Summary
Philip Morris International Inc. (PM) reported strong financial performance in 2021, with net revenues increasing by 9.4% to $31.4 billion. This growth was primarily driven by a significant increase in reduced-risk product (RRP) net revenues, up 33.5% to $9.1 billion, led by the continued strength of the IQOS brand. Despite a decline in cigarette shipment volumes globally, the company's strategic focus on transitioning to a smoke-free future is evident in the robust performance of its RRP portfolio. The company also announced its ambition to expand into wellness and healthcare, highlighted by strategic acquisitions of Vectura Group PLC and Fertin Pharma A/S. While facing ongoing regulatory challenges and the persistent decline in cigarette consumption, PM's ability to drive RRP adoption and its diversified product strategy position it for continued growth in the evolving tobacco and nicotine market. The company remains committed to returning capital to shareholders, evidenced by significant dividend payments and ongoing share repurchases.
Financial Highlights
51 data points| Revenue | $31.41B |
| Cost of Revenue | $10.03B |
| Gross Profit | $21.38B |
| R&D Expenses | $617.00M |
| Operating Income | $12.97B |
| Interest Expense | $737.00M |
| Net Income | $9.11B |
| EPS (Basic) | $5.83 |
| EPS (Diluted) | $5.83 |
| Shares Outstanding (Basic) | 1.56B |
| Shares Outstanding (Diluted) | 1.56B |
Key Highlights
- 1Net revenues increased by 9.4% to $31.4 billion in 2021, primarily driven by the growth in reduced-risk products (RRPs).

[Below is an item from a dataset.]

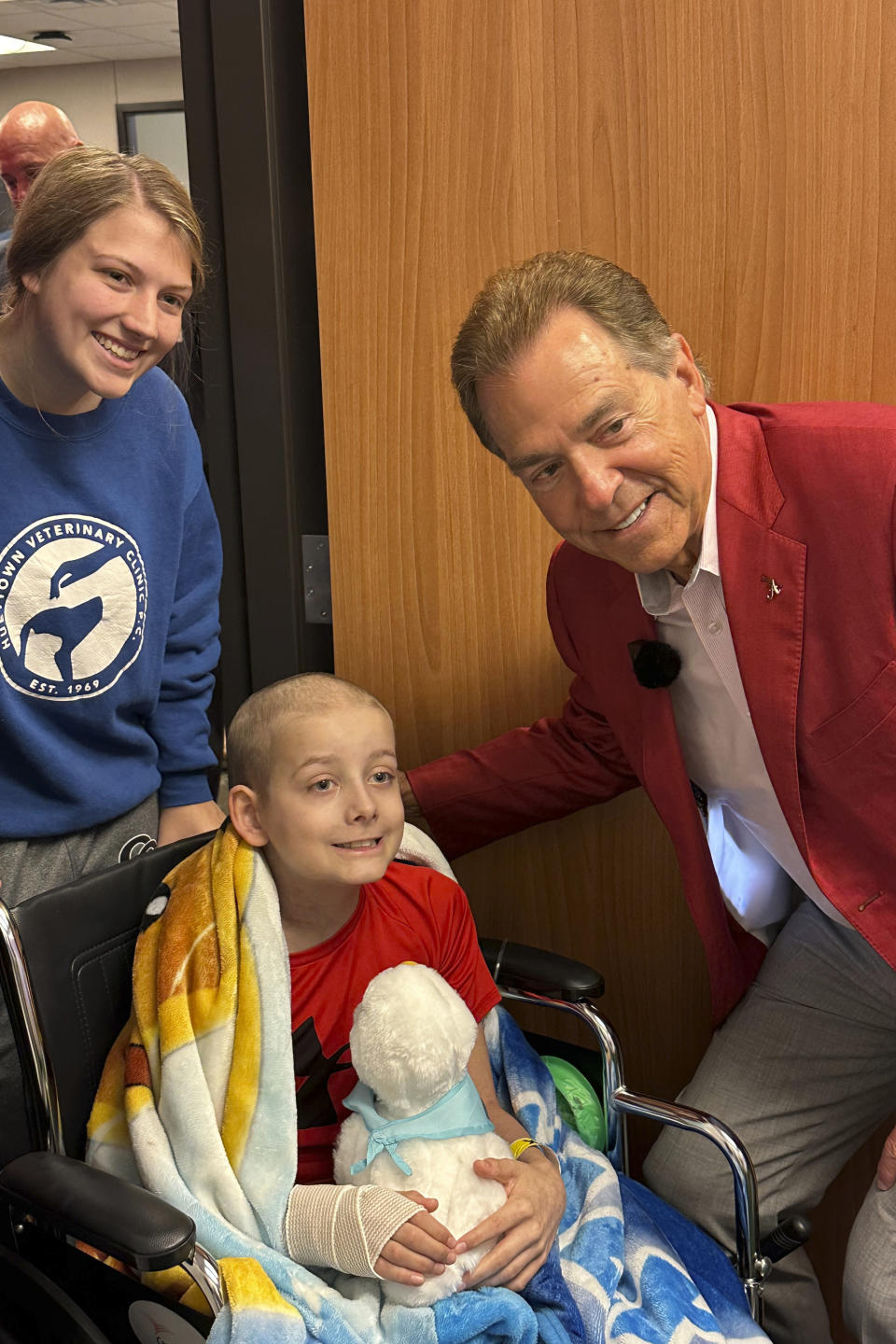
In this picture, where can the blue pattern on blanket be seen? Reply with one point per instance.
(624, 1269)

- 2Reduced-Risk Product (RRP) net revenues surged by 33.5% to $9.1 billion, demonstrating strong consumer adoption and market penetration.
- 3Heated Tobacco Unit (HTU) shipment volume increased by 24.8% to 95.0 billion units, with significant growth in the European Union and East Asia & Australia regions.

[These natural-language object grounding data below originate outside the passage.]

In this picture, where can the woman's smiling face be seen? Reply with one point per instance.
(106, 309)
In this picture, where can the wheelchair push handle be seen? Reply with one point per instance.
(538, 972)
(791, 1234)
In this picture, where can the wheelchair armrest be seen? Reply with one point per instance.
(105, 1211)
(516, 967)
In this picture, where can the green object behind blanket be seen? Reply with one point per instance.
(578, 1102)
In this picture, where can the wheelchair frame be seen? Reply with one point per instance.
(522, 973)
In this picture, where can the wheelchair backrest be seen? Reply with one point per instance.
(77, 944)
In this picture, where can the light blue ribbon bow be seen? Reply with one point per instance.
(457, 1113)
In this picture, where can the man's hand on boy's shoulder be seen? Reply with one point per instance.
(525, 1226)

- 4The company announced a strategic expansion into wellness and healthcare with key acquisitions, signaling a long-term diversification strategy.
- 5Diluted Earnings Per Share (EPS) grew by 13.0% to $5.83, indicating improved profitability and operational efficiency.
- 6Despite an import ban on IQOS Platform 1 products in the U.S. due to an ITC ruling, the company is pursuing contingency plans including domestic production, aiming to resume U.S. supply in the first half of 2023.
- 7PMI returned approximately $11.9 billion to shareholders through dividends ($7.6 billion) and share repurchases ($0.785 billion) in 2021.